The United States enacted a tax reform in 2010 known as the Foreign Account Tax Compliance Act (FATCA), which will impose an extensive third-party monitoring and disclosure regime on financial institutions around the world in an effort to “smoke out” American tax cheats and expose their undeclared foreign assets to the U.S. Internal Revenue Service (IRS). The flow of information from Canadian financial institutions directly to the IRS that is required by FATCA would violate a number of laws in Canada. Accordingly, the United States has requested changes to these laws. The Canadian government now seeks to accommodate these requests in the form of an “intergovernmental agreement” (IGA) with the United States, which will be enacted into law as the Canada–United States Enhanced Tax Information Exchange Agreement Implementation Act (the Implementation Act) pursuant to a proposal released for comment by the Department of Finance. The Department of Finance invited public comments on these documents. We examined the proposed Implementation Act and the IGA and we find that they raise a number of serious issues ranging from likely constitutional violations to violations of international law. We submit these comments in the hope that they will help lawmakers and the public understand that FATCA, while intended to catch tax evaders, is poised instead to impose serious and unjustified harms on people who live around the world as non-resident U.S. citizens and green card holders, as well as their family members and business associates.I know that some of my good friends and colleagues view FATCA as a net positive step toward a much-needed global automatic information sharing regime, and some have not understood my reasons for caution. I hope that this submission will help explain some of these reasons.

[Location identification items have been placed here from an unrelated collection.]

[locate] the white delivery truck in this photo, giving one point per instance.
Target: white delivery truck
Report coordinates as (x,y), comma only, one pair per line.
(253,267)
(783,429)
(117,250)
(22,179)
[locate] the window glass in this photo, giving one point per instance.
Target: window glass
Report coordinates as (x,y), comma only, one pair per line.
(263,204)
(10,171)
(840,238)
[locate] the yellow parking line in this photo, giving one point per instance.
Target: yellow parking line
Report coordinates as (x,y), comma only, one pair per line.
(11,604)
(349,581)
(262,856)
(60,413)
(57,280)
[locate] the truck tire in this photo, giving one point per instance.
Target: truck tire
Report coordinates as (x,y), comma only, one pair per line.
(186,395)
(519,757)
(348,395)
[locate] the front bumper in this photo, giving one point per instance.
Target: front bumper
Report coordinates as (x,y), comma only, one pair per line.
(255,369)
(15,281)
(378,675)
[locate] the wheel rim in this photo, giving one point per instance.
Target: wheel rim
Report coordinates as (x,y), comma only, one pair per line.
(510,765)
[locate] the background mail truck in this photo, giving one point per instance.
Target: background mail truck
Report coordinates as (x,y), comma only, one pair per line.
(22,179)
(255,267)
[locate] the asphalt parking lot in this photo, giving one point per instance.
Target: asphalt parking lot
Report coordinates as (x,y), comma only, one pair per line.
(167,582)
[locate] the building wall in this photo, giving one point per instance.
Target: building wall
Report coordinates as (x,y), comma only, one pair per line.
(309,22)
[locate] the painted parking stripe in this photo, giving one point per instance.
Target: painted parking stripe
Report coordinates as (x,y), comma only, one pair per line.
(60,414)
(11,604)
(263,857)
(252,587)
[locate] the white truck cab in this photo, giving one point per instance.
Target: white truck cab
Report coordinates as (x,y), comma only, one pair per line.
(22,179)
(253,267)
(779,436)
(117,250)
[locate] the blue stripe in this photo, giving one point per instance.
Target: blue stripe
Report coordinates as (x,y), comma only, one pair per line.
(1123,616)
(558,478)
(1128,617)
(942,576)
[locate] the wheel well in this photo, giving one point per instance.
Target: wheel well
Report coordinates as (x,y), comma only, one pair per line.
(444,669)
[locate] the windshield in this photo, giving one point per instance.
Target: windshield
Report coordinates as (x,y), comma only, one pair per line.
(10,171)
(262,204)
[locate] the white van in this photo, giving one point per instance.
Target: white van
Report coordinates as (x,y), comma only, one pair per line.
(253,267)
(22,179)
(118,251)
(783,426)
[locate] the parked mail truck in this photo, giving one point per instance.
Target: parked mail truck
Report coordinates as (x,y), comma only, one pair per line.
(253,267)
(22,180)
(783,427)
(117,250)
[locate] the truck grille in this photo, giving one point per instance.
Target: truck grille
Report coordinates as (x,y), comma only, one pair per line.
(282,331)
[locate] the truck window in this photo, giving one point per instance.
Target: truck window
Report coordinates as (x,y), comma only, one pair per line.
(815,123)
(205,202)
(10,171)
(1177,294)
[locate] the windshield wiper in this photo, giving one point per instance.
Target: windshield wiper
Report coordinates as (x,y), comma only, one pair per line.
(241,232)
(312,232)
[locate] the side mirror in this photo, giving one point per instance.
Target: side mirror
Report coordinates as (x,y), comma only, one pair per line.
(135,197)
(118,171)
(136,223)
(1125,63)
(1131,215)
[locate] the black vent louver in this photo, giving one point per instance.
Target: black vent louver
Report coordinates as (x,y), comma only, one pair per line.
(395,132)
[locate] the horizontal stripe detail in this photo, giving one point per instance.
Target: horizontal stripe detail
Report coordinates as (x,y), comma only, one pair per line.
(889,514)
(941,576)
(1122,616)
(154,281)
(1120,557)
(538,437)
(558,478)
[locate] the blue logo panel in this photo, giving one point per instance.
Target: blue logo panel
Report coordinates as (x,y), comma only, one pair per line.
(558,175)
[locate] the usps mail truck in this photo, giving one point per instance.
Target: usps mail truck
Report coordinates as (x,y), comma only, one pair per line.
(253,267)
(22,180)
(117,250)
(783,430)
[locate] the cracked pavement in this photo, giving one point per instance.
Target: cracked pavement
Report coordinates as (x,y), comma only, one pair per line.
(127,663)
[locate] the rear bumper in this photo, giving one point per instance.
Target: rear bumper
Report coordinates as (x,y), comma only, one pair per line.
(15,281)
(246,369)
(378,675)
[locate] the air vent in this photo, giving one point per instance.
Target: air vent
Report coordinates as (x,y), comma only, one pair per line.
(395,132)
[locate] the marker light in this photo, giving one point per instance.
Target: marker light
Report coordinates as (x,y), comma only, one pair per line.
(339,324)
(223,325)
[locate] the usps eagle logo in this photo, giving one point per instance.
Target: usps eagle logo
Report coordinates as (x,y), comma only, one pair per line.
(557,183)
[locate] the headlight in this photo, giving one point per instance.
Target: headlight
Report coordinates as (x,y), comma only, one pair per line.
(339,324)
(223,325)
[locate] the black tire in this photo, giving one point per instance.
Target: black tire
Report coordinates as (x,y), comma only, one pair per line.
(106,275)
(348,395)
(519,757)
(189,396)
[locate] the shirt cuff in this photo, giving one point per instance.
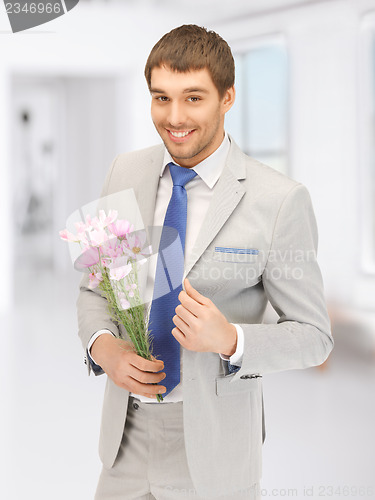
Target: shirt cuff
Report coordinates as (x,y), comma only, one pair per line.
(236,358)
(92,340)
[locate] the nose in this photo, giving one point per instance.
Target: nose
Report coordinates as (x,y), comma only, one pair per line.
(177,114)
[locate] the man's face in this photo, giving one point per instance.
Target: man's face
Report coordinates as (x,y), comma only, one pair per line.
(188,113)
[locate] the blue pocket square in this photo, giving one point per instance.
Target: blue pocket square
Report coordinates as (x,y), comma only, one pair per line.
(233,368)
(247,251)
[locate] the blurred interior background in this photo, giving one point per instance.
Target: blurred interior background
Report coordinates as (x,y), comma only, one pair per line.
(72,96)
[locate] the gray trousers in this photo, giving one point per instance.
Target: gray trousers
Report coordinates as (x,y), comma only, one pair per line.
(151,463)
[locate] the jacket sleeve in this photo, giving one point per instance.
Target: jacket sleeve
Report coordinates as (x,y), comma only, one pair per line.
(293,284)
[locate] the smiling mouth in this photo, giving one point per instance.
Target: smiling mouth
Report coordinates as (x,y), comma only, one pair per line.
(179,135)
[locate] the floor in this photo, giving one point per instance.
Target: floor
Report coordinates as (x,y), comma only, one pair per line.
(320,422)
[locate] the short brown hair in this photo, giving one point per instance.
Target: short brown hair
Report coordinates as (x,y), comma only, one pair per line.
(190,47)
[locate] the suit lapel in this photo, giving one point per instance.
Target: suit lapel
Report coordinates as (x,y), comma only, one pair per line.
(147,185)
(226,196)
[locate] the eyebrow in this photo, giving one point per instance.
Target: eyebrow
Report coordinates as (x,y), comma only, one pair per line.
(185,91)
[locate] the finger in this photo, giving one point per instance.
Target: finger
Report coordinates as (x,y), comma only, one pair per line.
(190,304)
(185,315)
(194,294)
(145,377)
(179,336)
(139,388)
(181,325)
(146,365)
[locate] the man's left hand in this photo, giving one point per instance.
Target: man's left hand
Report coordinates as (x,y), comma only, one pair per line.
(200,326)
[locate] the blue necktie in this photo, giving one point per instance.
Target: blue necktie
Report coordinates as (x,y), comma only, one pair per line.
(168,278)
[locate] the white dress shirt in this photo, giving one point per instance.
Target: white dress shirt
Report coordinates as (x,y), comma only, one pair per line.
(199,192)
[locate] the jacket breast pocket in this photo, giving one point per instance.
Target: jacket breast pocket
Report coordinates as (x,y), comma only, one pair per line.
(225,386)
(236,255)
(237,270)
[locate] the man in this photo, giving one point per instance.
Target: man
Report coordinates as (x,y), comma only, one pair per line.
(250,237)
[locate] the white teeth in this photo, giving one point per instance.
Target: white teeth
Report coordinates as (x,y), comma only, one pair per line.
(180,134)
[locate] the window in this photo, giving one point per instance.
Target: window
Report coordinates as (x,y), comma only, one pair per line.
(258,120)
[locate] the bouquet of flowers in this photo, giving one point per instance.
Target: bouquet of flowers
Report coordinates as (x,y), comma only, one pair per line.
(112,253)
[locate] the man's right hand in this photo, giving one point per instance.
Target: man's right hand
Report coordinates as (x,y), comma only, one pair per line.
(126,369)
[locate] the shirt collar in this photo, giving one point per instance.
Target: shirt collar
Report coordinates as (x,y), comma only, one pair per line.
(209,170)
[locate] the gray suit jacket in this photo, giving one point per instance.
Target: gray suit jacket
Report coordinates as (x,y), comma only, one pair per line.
(254,208)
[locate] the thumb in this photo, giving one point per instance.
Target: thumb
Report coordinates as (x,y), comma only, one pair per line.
(193,293)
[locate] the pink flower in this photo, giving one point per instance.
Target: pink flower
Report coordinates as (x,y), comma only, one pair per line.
(67,236)
(125,304)
(88,258)
(111,248)
(134,245)
(120,228)
(95,279)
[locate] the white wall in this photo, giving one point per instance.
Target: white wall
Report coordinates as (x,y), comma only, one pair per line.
(323,40)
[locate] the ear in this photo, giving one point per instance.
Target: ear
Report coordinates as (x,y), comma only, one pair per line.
(228,99)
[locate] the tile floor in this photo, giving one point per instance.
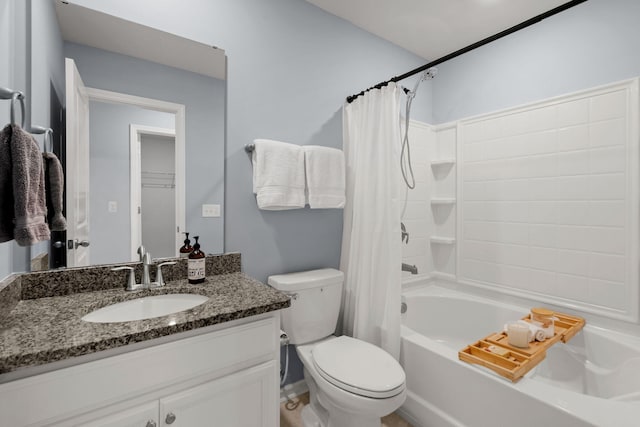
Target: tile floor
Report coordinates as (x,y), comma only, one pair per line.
(290,414)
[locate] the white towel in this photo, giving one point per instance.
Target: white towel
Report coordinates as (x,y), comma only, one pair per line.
(278,175)
(324,169)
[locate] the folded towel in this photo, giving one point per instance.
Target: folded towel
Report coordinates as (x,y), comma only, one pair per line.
(54,184)
(27,176)
(325,177)
(278,175)
(536,333)
(6,186)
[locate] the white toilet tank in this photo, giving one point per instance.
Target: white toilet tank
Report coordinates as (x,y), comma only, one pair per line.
(315,303)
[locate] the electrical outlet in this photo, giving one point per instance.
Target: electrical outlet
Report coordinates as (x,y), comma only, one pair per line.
(210,211)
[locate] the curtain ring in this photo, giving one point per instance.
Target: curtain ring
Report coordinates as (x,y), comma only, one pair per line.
(17,96)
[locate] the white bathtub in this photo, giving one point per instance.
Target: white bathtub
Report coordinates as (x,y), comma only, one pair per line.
(594,380)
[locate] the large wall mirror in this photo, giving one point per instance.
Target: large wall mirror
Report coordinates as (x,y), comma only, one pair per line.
(142,141)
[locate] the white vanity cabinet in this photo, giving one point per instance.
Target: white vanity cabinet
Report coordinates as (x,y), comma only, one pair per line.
(227,377)
(144,415)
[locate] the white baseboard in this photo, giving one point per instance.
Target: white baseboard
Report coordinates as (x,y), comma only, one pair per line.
(290,391)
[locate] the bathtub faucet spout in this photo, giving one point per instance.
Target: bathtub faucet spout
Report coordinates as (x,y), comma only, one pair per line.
(410,268)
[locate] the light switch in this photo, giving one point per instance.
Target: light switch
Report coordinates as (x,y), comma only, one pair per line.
(210,211)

I want to add that in my view, the Department of Finance unnecessarily inhibited public debate on the impact of the proposed legislation by setting an arbitrarily short period for comments. The agreement itself is complex and must be analyzed in the context of the underlying U.S. law and regulations as well as the more than twenty agreements the U.S. has signed to implement FATCA with other countries. In the little more than one month’s time that the Department of Finance allotted for public comment, these thousands of pages of applicable law and regulations have been augmented by several hundred new pages of guidance from the United States tax authorities, and will be further augmented when the Canada Revenue Agency (CRA) publicly releases its own guidance for Canadian financial institutions.
In restricting the time for Canadian tax practitioners and policy observers to review this lengthy, complex, and fundamentally global regime, the Department of Finance has deprived itself of the opportunity to receive more meaningful and thorough consideration of the many policy and practical issues involved in implementing FATCA in Canada. I hope that the Finance Department will extend its time to receive comments, especially if and when further guidance is issued.